Bug #3086
gmxapi fails with MPI build of GROMACS 2020
Description
When building GROMACS 2020 in release mode and MPI enabled and trying to use it with gmxapi, I get the following error
Python 3.7.4+ (default, Sep 4 2019, 08:03:05) [GCC 9.2.1 20190827] on linux Type "help", "copyright", "credits" or "license" for more information. >>> import gmxapi as gmx >>> test = gmx.mdrun("/home/acmnpv/data/gerrit/refactor/src/gromacs/trajectoryanalysis/tests/clustsize.tpr") >>> output = test.run() ------------------------------------------------------- Program: GROMACS, version 2020-dev-20190911-2e9e083d6a Source file: src/gromacs/gmxlib/network.cpp (line 70) *** The MPI_Comm_size() function was called before MPI_INIT was invoked. *** This is disallowed by the MPI standard. *** Your MPI job will now abort. [debian-xps13:19677] Local abort before MPI_INIT completed completed successfully, but am not able to aggregate error messages, and not able to guarantee that all other processes were killed!
GROMACS CMake flags
cmake .. -DCMAKE_BUILD_TYPE=Release -DCMAKE_CXX_COMPILER=clang++-7 -DCMAKE_C_COMPILER=clang-7 -DGMXAPI=ON -DGMX_HWLOC=AUTO -DGMX_USE_RDTSCP=DETECT -DGMX_MPI=ON '-DCMAKE_CXX_LINK_FLAGS=-Wl,-rpath,/usr/bin/../lib64 -L/usr/bin/../lib64' -DGMX_GPLUSPLUS_PATH=/usr/bin/gcc-5 -DCMAKE_INSTALL_PREFIX=/home/acmnpv/data/gerrit/refactor/install-clang-7-simd-mpi -DGMX_GPU=OFF
History
#1 Updated by Eric Irrgang 3 months ago
Can you provide the command line you used or a reproducible test case / Dockerfile? I would only expect to see this if mpiexec or similar wrapper were not called.

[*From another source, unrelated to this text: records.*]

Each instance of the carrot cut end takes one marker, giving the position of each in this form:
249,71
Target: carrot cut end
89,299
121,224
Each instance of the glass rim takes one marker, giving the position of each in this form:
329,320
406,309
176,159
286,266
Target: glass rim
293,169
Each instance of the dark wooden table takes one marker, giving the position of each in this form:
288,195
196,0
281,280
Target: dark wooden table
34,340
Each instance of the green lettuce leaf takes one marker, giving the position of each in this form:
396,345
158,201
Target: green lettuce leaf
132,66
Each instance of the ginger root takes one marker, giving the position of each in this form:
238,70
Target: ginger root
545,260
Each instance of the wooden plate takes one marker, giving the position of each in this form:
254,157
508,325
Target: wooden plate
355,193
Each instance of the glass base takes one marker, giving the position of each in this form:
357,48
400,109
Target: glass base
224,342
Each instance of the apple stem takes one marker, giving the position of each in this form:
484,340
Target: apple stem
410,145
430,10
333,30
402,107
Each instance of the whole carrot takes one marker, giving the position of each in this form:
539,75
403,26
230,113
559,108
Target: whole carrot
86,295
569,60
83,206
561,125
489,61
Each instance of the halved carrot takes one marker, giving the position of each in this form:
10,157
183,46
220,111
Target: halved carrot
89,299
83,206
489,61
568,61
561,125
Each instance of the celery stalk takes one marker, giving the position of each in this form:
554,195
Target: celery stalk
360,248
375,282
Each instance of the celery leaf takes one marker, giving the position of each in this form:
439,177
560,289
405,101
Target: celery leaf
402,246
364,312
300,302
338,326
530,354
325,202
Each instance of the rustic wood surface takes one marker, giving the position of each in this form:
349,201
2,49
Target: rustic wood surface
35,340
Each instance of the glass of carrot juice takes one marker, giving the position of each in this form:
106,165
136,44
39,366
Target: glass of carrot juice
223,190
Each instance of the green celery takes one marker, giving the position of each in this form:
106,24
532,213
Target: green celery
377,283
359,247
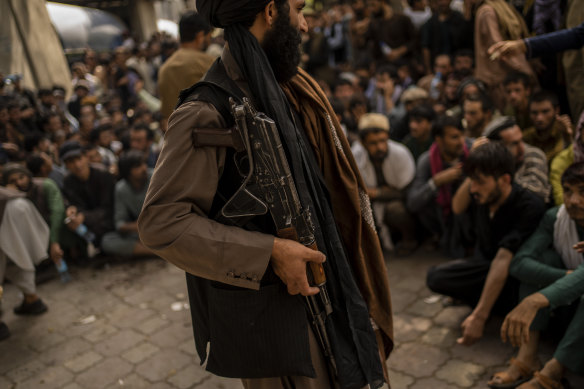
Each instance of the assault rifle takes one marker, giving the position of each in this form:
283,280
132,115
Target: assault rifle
268,186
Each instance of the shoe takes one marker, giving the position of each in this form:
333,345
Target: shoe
35,308
541,381
4,331
526,373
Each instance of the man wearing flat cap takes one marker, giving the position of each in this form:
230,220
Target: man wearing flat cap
387,168
246,286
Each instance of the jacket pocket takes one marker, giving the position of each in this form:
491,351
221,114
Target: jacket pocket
257,334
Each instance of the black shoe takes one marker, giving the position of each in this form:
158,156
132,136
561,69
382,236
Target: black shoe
4,331
35,308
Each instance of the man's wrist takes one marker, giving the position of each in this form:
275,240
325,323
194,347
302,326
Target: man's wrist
537,300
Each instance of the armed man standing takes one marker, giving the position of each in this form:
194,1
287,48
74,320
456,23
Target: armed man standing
243,202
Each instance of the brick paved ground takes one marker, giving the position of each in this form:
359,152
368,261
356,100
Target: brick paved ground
128,326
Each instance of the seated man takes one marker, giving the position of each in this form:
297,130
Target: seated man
23,244
129,196
548,133
387,168
438,175
419,139
46,196
478,111
504,215
90,193
531,167
551,271
518,89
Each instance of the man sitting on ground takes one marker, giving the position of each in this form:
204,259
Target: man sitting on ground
387,168
23,244
504,215
531,167
548,132
90,193
129,196
419,140
518,89
550,268
46,196
438,175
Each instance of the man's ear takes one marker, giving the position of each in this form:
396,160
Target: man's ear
270,13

#2 Updated by Eric Irrgang 3 months ago
I have not been able to reproduce this error, but I was able to produce a similar error when executing Python with mpiexec. It seems like the gmx_mpi
binary tries to initialize MPI, but runs into trouble because it is a subprocess of a subprocess of mpiexec. I don't know how to resolve that easily, other than to disallow gmx_mpi
when wrapping command line tools. (Thoughts?) It would also make sense to replace the use case of wrapped gmx
command lines with direct C++ access to the tool launcher.

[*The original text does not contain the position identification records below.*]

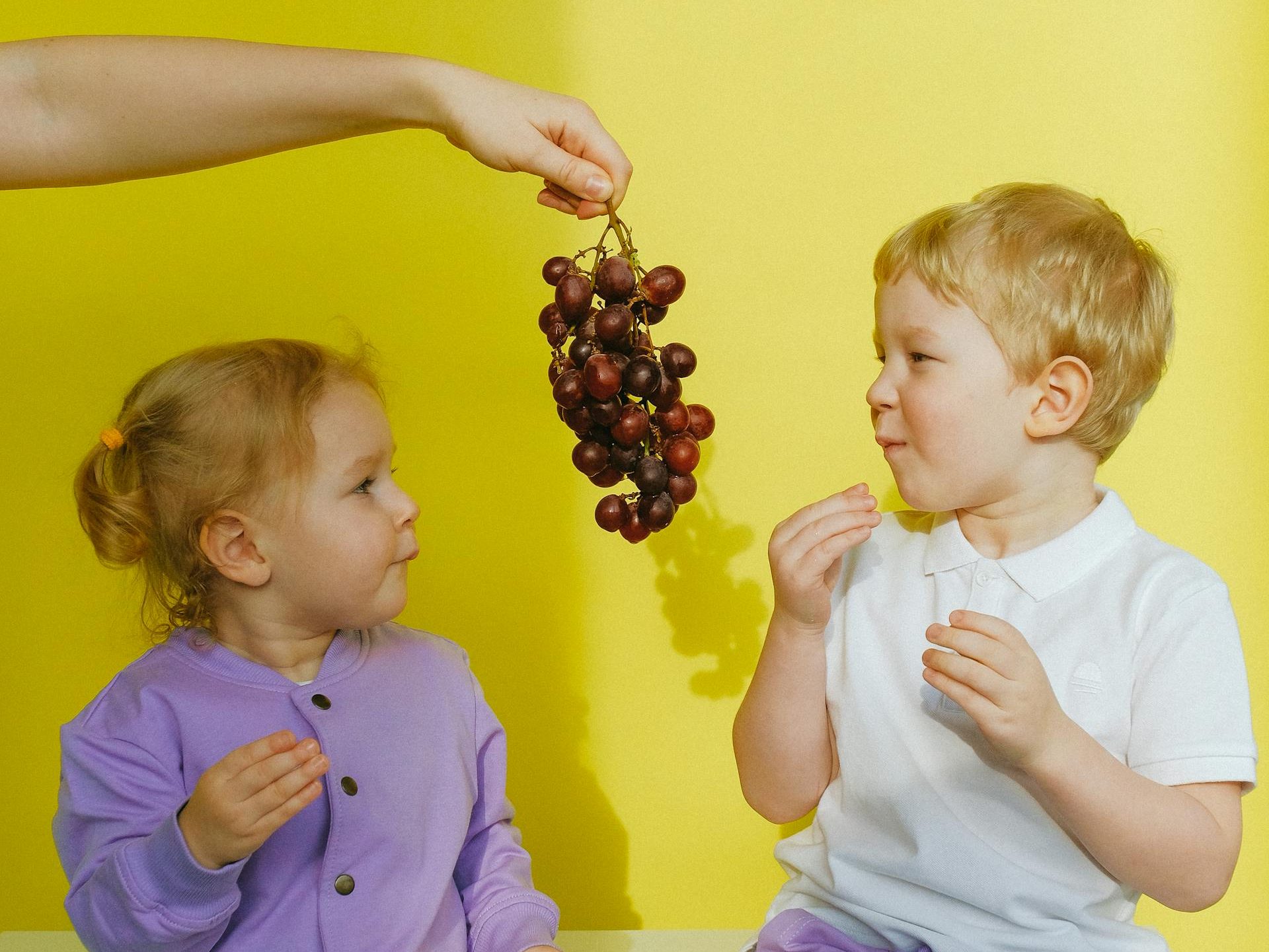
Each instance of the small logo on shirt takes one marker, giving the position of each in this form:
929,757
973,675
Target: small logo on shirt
1087,678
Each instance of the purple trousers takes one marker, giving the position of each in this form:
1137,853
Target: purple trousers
798,931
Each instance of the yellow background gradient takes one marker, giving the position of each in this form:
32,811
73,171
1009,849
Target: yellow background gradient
776,146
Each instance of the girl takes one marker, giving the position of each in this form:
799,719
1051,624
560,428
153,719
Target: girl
253,486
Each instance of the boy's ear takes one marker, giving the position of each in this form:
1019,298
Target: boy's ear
227,542
1063,393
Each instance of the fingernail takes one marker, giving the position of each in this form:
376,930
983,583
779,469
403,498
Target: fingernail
598,188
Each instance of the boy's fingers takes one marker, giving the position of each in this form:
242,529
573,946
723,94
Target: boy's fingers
849,499
827,527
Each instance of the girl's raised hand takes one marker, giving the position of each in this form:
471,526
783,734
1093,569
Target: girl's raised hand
806,553
247,795
519,128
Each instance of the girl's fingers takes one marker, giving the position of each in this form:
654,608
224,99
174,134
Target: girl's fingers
259,749
286,787
272,821
260,775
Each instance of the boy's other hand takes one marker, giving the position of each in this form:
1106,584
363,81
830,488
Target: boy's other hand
519,128
806,552
241,799
998,678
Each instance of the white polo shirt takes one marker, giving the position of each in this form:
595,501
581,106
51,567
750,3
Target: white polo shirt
927,837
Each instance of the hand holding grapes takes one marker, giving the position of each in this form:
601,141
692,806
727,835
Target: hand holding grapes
519,128
247,795
806,552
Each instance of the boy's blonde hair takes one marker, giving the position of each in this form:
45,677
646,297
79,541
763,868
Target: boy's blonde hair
223,426
1051,273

In the case of mdrun, specifically, I thought I had a RAII/sentinel object in place as part of the simulation launcher to make sure MPI was properly initialized and deinitialized, but there has been some tinkering in that machinery and we never resolved the issue of MPI communicator sharing. As such, behavior is undefined when launching a script with more than 1 MPI rank and MPI-enabled libgromacs. 1 MPI rank should work, though, so we should figure out what's going on if it doesn't.